Once a concept has been invented and developed, and personal, seed or angel funding has been secured and a skeleton crew hired to prove the commercial viability of the venture, one can get a good idea of whether the concept will be successful. By this point the product is usually developed enough to get valuable feedback from potential customers regarding their willingness to purchase the product. This is usually the stage at which a large institutional investor, or venture capital firm, will get involved with a potential Series A funding. The institutional investor will now typically require that the young company start behaving more like an established corporation with all of the requirements expected of similar companies including such things as more detailed financial statements and controls, a formal hiring policy and programs, an organization chart, well defined allocation of time and duties, sales pipeline and budgets, and more.
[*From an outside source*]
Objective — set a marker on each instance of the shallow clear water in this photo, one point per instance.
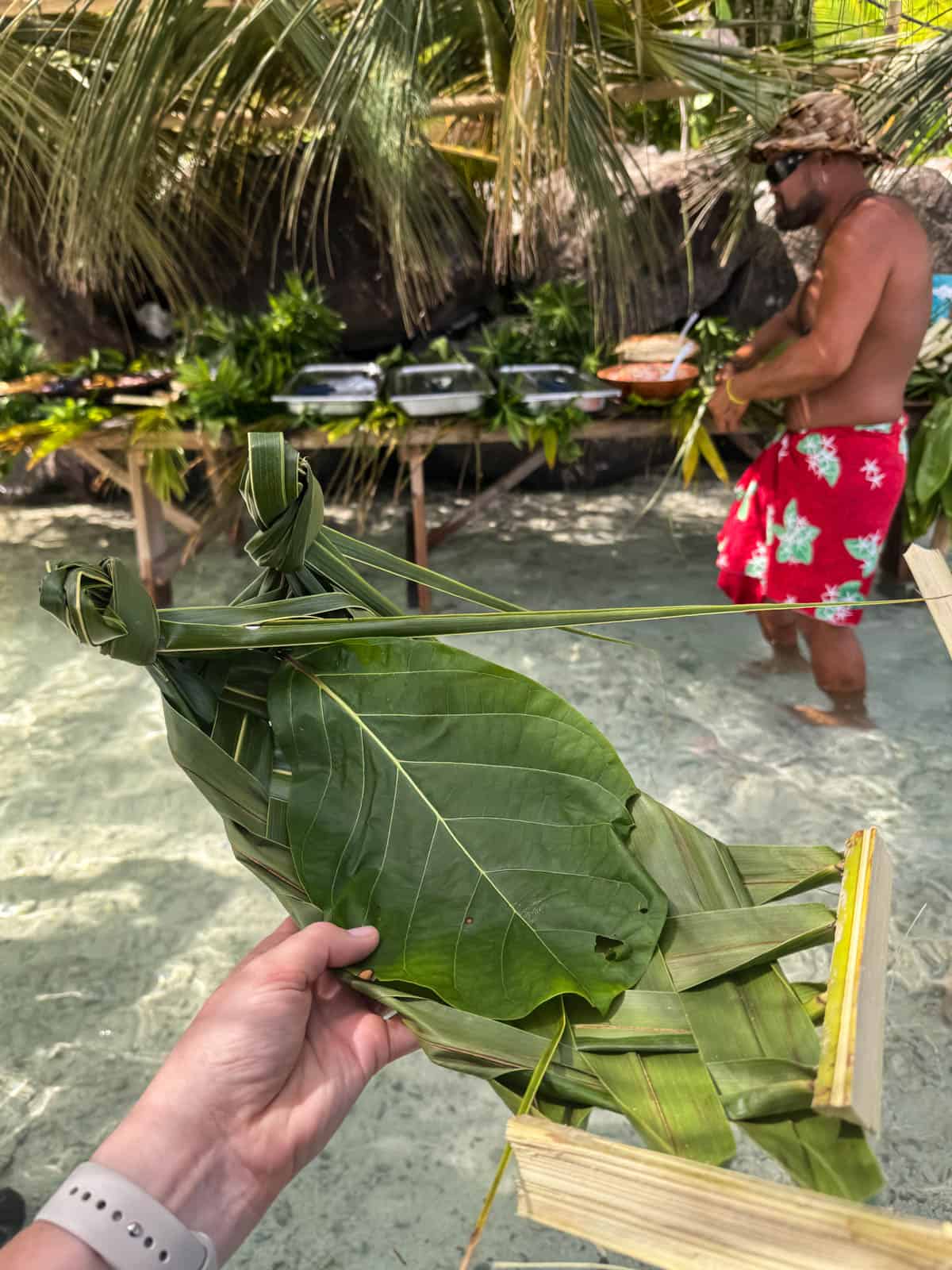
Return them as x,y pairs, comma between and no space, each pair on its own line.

Unfortunately it is usually very difficult for the typical entrepreneur to make the required transition at this stage in leading the company forward. The personality traits that made him or her a good entrepreneur are usually not the same ones found in a person who has the right leadership skills to take the company to the next step. Some academicians have examined the concept of “entrepreneurial leadership” as a crucial component of successful companies and have studied ways of teaching it in a university environment. What are the behavioral characteristics that allow someone to motivate and instill their vision in a group of followers? The challenge for a successful company is to find a leader who can instill the drive to succeed and excel among his or her employees, combined with good corporate governance, while at the same time nurturing the entrepreneurial drive and spirit of innovation that made the company a success in the first place. One of the few people who have made the transition successfully is Steve Jobs at Apple, who has been able to become an inspirational leader not just to his employees, but also to the many consumers who have made Apple such a global success. Apple’s board of directors unfortunately did not appreciate Job’s leadership skills when they replaced him with a corporate manager, only to ask him to return when it became clear a few years later that the company desperately needed his particular brand of “entrepreneurial leadership”.
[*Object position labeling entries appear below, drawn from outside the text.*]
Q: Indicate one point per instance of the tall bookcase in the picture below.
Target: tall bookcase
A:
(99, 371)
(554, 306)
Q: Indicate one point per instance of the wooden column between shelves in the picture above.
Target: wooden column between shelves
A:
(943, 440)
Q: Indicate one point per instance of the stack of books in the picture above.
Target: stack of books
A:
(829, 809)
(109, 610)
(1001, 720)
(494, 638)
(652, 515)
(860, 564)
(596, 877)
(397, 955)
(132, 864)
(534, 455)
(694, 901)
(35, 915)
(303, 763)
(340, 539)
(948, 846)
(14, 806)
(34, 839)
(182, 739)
Several academicians have in fact identified three traits that exemplify successful entrepreneurial leadership: proactiveness - not waiting for circumstances to define what you are able to do but rather anticipating changing currents in the market before they happen; innovativeness - the ability to recognize changing needs and develop new ideas and solve new and old problems in new ways; and prudent risk taking - the ability to take calculated risks in developing a new idea or going after a new market. There are many established companies that have tried to systematize or institutionalize one or all of these characteristics and the most successful have been able to embrace all three, usually because the CEO is himself an entrepreneurial leader. However, balance among the three is very important as there are many examples where companies have failed through an overemphasis on one of these characteristics – AIG and Enron come to mind for having tried to be too innovative and taking too many risks.

The successful CEO is someone who not only embodies all three of these characteristics, but also someone who can adapt to a changing environment and temper the autocratic and sometimes dictatorial behavior required of a leader. At the same time, a CEO needs to instill loyalty and drive among the employees who are more responsive to, and now even demand consensus building and group empowerment rather than simply being told what to do. It is fortuitous that many of the recent technology innovations, such as Facebook, Twitter, the iPad, Saleforce’s chatter, and cloud computing to name only a few, make it easier for companies to foster innovation and risk taking within the organization while at the same time instilling the discipline and accountability that is essential for long term success.